The Senior Systems Administrator completes efforts and projects related to the design, installation, operation, support, upgrades and maintenance of infrastructure, including software, servers, networking and storage. Administers, maintains and supports complex and critical infrastructure. This role provides user support for server hosting requests, problem resolution, system changes and upgrades. The incumbent analyzes infrastructure performance and resolves problems or makes appropriate recommendations. This role ensures that all aspects of operability are delivered as part of the implementation process while also ensuring that existing service level is maintained or improved. Contributes to and ensures full compliance to operational standards, procedures and best practices.
- This position is responsible for the operation and maintenance of Northwestern University’s Research Computing Infrastructure, consisting of a Supercomputing (HPC) system, multiple on premise server and application environments, and cloud based research computing hosted in Amazon Web Services (AWS). Actively participate in the acquisition, installation, and management of hardware (compute, storage, and network), operating systems (Linux), research and analytical software tools, and Cloud software delivery solutions. Operational aspects of role involve maintaining the environment to optimal working efficiency, scripting and bringing to bear automation tools, administration and monitoring, facilitating and executing “scheduler” related activities, handling support requests, and resolving hardware and software related events. Collaborate regularly with the research computing consulting team, and participate in the creation and execution of standard operating procedures to maintain the integrity and security of on premise and cloud based solutions.

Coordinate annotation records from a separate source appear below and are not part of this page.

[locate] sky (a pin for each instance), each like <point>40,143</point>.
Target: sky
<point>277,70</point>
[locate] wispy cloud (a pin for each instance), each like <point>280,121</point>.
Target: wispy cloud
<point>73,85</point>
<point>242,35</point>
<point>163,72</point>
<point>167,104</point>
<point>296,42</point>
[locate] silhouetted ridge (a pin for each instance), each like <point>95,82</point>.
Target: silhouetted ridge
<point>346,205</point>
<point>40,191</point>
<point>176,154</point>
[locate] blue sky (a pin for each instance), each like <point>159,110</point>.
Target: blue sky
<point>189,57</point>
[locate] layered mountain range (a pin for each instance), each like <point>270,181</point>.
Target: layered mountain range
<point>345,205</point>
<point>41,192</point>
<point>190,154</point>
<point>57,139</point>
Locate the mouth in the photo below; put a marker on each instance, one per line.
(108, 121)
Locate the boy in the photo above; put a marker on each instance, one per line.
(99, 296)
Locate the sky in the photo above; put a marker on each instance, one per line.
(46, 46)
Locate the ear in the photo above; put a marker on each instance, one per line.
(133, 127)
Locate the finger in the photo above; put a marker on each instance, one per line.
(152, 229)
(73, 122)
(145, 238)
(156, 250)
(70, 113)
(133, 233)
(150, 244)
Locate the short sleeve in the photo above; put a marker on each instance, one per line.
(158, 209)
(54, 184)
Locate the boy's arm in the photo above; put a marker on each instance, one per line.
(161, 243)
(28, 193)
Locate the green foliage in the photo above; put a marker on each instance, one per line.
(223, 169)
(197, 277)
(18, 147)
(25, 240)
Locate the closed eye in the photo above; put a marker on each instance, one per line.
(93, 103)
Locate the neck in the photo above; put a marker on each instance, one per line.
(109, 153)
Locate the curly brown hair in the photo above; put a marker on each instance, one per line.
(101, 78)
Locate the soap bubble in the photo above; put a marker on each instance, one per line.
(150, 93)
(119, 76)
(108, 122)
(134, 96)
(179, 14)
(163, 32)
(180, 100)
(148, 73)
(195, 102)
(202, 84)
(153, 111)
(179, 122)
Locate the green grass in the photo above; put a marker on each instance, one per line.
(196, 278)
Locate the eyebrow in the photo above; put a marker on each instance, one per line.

- Leads planning, development, and coordination of operations and projects for current and future infrastructures.
- Anticipates impact of growth and changes in operations, and recommends design and/or process changes.
- Participates in disaster recovery/business continuity planning including backup and recovery procedures and higher availability configurations.
- Maintains awareness of new technologies through publications, outside contacts, and ongoing professional development
- Ensures data/media recoverability by implementing a schedule of system backups and database archive operations.
- Serves as project liaison – implementations or upgrades, acts as the focal point for communications between our team and the Project Leader.
- Facilitates coordination and a thorough understanding of requirements, attends project meetings, creates written meeting notes, creates appropriate ticketing, etc.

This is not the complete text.